Avril 2000, HOMMAGE à NOUREDDINE ZENINE

La Courneuve, le 21 Avril 2000.

dimanche 20 juin 2010

Ce message, publié ultérieurement dans la presse algérienne, avait été adressé par Sadek Hadjerès à l’association Africa de la Courneuve (France), qui avec d’autres associations, partis et personnalités, avait rendu un hommage émouvant à Noureddine Zenine, avant celui que lui ont rendu ses compatriotes jeunes et âgés de Annaba, sa ville natale où il fut enterré.

Plus tard, Socialgerie publiera des documents internes et des publications de Noureddine, dans lesquelles il explicite les positions qu’il défendait, que ce soit au sein du PAGS, notamment lorsqu’a émergé la manoeuvre visant son autodissolution, ou plus tard lorsqu’il réaffirmera et précisera de façon autonome son attachement à des positions communistes fermes et mobilisatrices, à l’écoute des aspirations démocratiques des militants et de la population et de leurs initiatives créatrices

MESSAGE

Mes chers amis,

Il m’est dur de parler au passé d’un camarade, un ami, un compagnon de lutte des moments les plus difficiles depuis quarante ans, alors que ses dernières paroles avec moi une semaine seulement auparavant étaient tournées vers l’avenir et la promesse de se retrouver bientôt dans cette même salle pour un débat.

Il était plein de ses projets, pour l’émigration et le pays. Il était fier des jeunes de la cité où il vivait et des cités environnantes, ainsi que de ses autres compatriotes dans l’exil qui prenaient de plus en plus courage et confiance en eux-mêmes. Les habitants de ces cités étaient devenus sa
famille, il était honoré d’en faire partie. Ils étaient pour lui une partie de sa plus grande famille, celle de sa patrie épuisée chaque jour par les pillages et les malversations, les contradictions, les haines réciproques, les espoirs déçus et les problèmes restés pour le moment insolubles.

Il m’avait invité à participer lors de mon prochain retour à un débat du genre de celui qu’il avait organisé ke 5 Juillet de l’année dernière avec l’association Africa et Cadia pour l’anniversaire de l’indépendance. Mais j’étais fortement inquiet pour sa santé et j’ai voulu une fois de plus être
insistant avec lui : va voir sans tarder un médecin, nous n’avons pas envie de te perdre, demain ou après demain il sera trop tard. J’ai dit même à son ami Salah, je vais le menacer de ne plus lui adresser la parole s’il ne commence pas par consulter. Je ne savais pas que le premier texte que
j’allais taper après le rétablissement progressif de ma vision, serait celui de l’adieu à mon camarade.

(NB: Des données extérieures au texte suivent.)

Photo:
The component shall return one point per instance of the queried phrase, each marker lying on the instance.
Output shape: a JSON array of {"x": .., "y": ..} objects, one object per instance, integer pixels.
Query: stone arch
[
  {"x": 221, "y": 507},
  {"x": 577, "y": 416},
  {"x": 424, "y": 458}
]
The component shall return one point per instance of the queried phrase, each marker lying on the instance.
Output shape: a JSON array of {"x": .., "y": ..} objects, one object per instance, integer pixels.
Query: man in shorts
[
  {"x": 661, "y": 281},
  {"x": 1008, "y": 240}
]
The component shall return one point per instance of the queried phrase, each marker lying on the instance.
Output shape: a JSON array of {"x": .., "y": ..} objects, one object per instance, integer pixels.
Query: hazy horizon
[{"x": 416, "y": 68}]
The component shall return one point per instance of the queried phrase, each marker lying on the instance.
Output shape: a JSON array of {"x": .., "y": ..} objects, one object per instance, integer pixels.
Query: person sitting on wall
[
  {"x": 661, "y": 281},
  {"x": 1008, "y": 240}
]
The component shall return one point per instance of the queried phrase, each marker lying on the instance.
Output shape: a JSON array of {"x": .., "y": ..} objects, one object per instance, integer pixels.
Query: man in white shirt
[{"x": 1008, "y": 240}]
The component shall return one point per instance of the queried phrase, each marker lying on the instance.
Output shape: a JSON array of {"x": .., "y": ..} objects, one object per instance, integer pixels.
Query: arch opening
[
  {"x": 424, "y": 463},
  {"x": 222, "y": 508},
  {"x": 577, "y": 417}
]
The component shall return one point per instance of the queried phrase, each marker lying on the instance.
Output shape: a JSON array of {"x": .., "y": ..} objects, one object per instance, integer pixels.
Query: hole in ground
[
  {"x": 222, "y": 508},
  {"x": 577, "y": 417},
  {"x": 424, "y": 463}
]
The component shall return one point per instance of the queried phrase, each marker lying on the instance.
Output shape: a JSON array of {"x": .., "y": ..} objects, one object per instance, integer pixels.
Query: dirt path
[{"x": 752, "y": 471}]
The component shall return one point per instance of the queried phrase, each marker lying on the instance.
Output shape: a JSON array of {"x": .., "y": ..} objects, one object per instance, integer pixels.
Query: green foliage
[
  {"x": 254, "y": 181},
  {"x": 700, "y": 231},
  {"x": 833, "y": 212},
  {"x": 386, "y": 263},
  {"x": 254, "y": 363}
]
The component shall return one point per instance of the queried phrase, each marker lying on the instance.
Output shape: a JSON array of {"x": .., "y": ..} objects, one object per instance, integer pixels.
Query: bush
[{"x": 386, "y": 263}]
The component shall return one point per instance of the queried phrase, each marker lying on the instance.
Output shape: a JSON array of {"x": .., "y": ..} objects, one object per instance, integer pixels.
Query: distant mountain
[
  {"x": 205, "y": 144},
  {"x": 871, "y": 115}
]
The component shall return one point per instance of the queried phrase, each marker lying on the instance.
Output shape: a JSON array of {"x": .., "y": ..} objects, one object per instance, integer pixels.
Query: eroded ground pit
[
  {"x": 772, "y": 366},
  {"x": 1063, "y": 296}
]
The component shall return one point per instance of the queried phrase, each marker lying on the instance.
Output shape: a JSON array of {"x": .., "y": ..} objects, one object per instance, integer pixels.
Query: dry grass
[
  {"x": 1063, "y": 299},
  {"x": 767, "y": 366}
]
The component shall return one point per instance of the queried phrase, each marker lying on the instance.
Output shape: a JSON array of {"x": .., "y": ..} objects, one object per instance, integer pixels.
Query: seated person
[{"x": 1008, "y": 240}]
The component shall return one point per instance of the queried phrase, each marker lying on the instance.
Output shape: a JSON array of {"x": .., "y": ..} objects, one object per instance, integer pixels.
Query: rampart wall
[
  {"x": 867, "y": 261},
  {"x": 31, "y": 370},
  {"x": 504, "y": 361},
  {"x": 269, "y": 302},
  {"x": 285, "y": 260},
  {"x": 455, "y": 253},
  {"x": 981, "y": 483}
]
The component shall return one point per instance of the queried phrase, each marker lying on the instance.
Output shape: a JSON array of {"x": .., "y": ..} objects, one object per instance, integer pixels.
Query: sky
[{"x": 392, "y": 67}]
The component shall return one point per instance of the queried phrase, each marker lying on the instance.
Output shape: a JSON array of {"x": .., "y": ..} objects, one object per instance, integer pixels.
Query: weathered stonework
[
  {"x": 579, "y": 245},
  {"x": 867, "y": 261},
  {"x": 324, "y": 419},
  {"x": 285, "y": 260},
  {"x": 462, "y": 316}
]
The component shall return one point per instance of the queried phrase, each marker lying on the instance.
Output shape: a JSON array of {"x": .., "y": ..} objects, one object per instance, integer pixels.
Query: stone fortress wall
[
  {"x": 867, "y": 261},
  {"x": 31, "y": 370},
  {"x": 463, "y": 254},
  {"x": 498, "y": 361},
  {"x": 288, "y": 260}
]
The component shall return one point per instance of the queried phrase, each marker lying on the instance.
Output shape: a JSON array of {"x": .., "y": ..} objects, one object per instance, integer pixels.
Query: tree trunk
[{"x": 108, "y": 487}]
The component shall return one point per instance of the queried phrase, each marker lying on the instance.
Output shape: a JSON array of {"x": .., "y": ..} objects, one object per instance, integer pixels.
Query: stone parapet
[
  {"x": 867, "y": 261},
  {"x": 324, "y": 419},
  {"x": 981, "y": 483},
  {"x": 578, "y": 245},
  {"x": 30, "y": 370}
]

Ce qui lui manquait dans la dureté de son exil, après les attitudes gratuitement hostiles de tant de ses anciens compagnons, ce n’était pas les pressions ou menaces même amicales, c’était davantage encore d’affection et de compréhension, indépendamment de toute divergence tout à
fait normale d’opinions. Cela l’aurait peut-être aidé à surmonter un défaut qui est vieux chez nous : l’impatience à vouloir tout faire d’un seul coup. Il était lancé, comme nous l’avons été ou le restons encore, dans une course quotidienne et épuisante contre la montre, comme si sans cela le monde et la révolution allaient s’arrêter. Pourtant, si l’attentisme et l’inaction restent pour nous inacceptables, lui-même comprenait bien, mais théoriquement seulement, que le peuple algérien, comme d’autres, se trouve devant des tâches et des problèmes de longue haleine que l’activisme seul ou le volontarisme ne suffisent pas à affronter.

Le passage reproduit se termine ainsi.